Bank of America’s Ferhan Salman was quoted by Reuters as saying the central bank sees room to loosen policy given its lower inflation forecast.
“We agree [that] low oil prices and weak demand mute FX pass-through to inflation. Weak demand also curbs producers’ ability to pass on cost changes to the headline,” he wrote in a client note, adding lockdowns could depress services inflation.
The central bank has also executed been engaging in quantitative easing (QE) in order to step up the battle against COVID-19 impacts. Its record-level bond-buying stimulus has included purchasing more than TRY40bn ($5.8bn) of government debt since the end of March, half of it from Turkey’s Unemployment Insurance Fund.
As of May 15, it held TRY65.2bn of bonds versus TRY19bn at end-2019. The regulator has doubled its effective limit on purchases for the year to 10% of total assets.
TD Securities said on May 18 that it was anticipating easing of 100bp in the policy rate, adding: “More importantly, we will be following closely the dynamic of the CBRT's [central bank’s] swap book. We think the lira will perform based on swap activity rather than CBRT's rate decision. We expect a minor negative reaction for TRY if the CBRT cuts 100bps as we expect, but [the lira] may recover shortly after.
“With three large swap redemptions this week, before and after the CBRT meeting, we will see how TRY reacts to them. A neutral reaction on 18 and 20 May will likely leave USD/TRY also relatively neutral to a CBRT cut.”
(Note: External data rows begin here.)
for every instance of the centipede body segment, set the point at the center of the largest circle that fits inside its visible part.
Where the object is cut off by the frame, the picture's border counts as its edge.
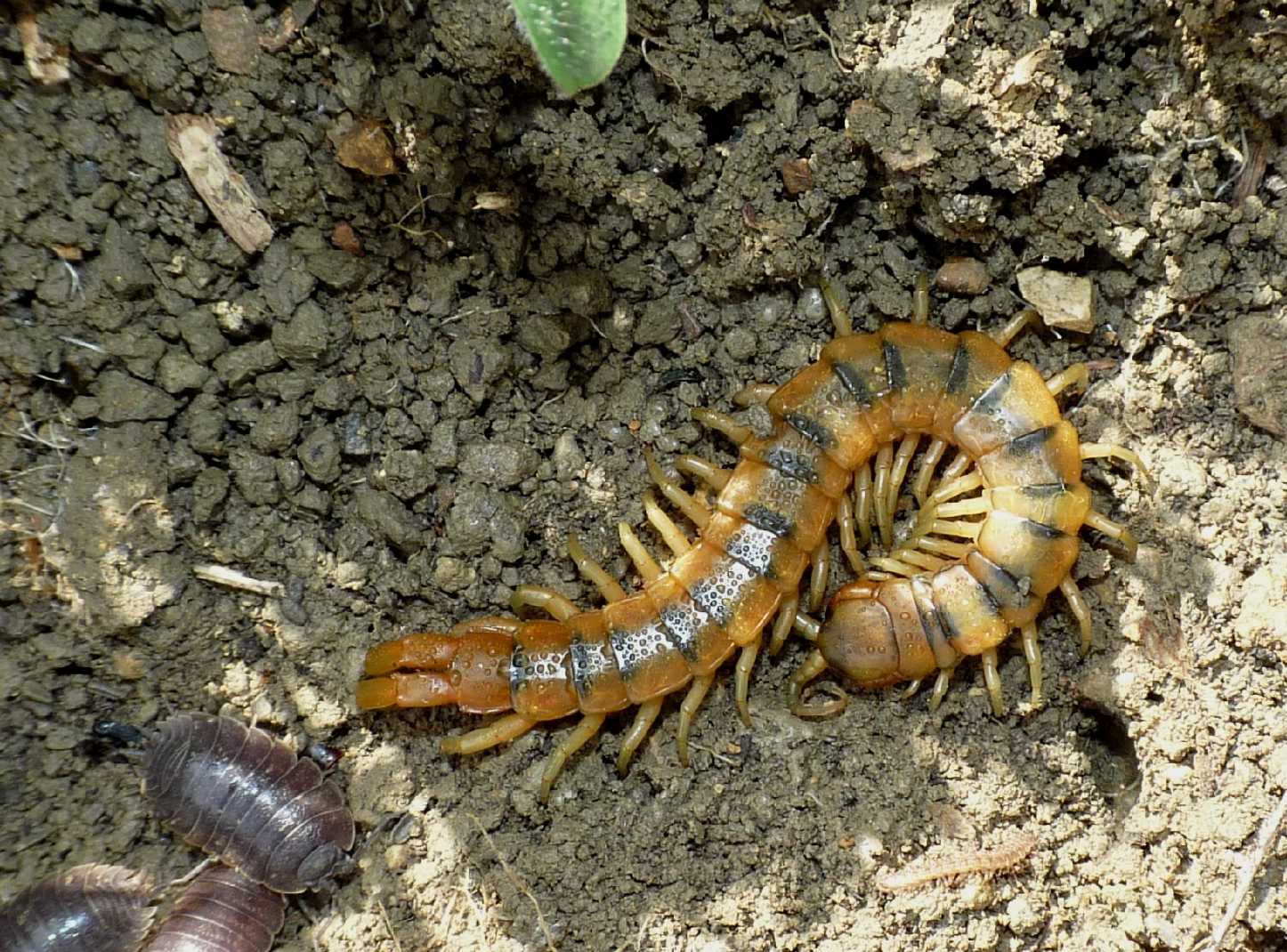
(990, 543)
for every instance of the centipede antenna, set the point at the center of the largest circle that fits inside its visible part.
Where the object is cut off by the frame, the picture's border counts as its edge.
(755, 394)
(836, 308)
(687, 710)
(644, 564)
(1073, 375)
(724, 424)
(704, 470)
(671, 534)
(926, 473)
(684, 502)
(594, 573)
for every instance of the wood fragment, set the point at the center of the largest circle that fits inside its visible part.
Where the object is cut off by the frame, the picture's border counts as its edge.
(193, 141)
(1004, 859)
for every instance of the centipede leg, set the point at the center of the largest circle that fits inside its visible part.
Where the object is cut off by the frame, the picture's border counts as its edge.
(724, 424)
(684, 504)
(862, 504)
(1079, 609)
(1015, 326)
(920, 300)
(594, 573)
(755, 394)
(741, 680)
(782, 623)
(585, 731)
(941, 683)
(547, 600)
(644, 718)
(992, 680)
(689, 709)
(820, 576)
(671, 534)
(496, 733)
(883, 469)
(704, 470)
(848, 541)
(1032, 651)
(1101, 450)
(1073, 375)
(1113, 530)
(926, 473)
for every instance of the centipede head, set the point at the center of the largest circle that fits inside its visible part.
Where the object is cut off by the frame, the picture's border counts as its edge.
(469, 666)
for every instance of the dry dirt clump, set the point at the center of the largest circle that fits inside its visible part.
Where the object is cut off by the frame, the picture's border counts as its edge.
(455, 349)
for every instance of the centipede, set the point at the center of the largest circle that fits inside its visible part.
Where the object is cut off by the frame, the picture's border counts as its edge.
(992, 539)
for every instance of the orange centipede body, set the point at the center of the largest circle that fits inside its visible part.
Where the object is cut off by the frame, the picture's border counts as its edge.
(995, 537)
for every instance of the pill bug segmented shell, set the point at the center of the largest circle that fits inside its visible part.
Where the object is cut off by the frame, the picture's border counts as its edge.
(246, 798)
(86, 908)
(995, 537)
(222, 910)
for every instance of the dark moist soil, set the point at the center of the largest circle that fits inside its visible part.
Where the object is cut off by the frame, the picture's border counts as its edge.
(401, 417)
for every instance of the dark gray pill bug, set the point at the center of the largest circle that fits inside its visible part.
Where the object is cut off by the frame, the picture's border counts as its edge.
(85, 908)
(246, 798)
(222, 911)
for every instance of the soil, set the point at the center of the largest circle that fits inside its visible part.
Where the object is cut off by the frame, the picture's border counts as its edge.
(401, 408)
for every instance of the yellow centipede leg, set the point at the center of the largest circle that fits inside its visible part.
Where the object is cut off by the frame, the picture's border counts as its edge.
(1017, 323)
(820, 576)
(848, 541)
(496, 733)
(690, 507)
(704, 470)
(920, 300)
(992, 680)
(1101, 450)
(741, 680)
(644, 562)
(585, 731)
(1079, 609)
(1113, 530)
(782, 623)
(687, 710)
(755, 394)
(1073, 375)
(724, 424)
(671, 534)
(1032, 651)
(594, 573)
(644, 718)
(554, 603)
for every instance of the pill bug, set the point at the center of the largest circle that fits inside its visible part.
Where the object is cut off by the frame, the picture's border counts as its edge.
(246, 798)
(992, 542)
(85, 908)
(222, 911)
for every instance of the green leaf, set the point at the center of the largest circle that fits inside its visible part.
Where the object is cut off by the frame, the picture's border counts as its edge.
(578, 41)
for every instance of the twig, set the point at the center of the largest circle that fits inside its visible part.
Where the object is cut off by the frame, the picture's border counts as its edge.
(516, 883)
(1268, 835)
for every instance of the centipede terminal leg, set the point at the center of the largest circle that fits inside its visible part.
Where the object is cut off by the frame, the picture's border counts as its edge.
(689, 709)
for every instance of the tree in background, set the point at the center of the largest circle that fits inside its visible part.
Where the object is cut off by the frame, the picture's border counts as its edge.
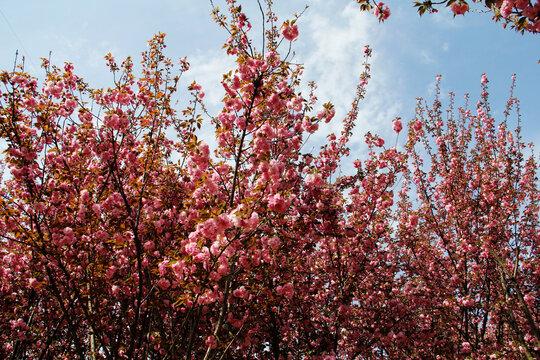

In a note, Muhammet Mercan, chief economist at ING Turkey, predicted that the central bank will cut its key rate by 75bp, adding: “Many emerging market economies have reduced their policy interest rates to support growth in recent months, including Turkey, as the CBT [central bank] swiftly responded to Covid-19 related developments with a series of measures, and maintained its cutting cycle.
“The Bank will likely continue with additional moves given the extent of coronavirus pandemic effects. The current stance complements a policy mix that aims to mitigate the downside risks to growth, and this does not rule out further rate cuts, in our view. Currency developments that could risk price and financial stability will also be closely watched, though a recent recovery in the Turkish lira after decisions by the Banking Regulation and Supervisory Agency should also be encouraging for the CBT.”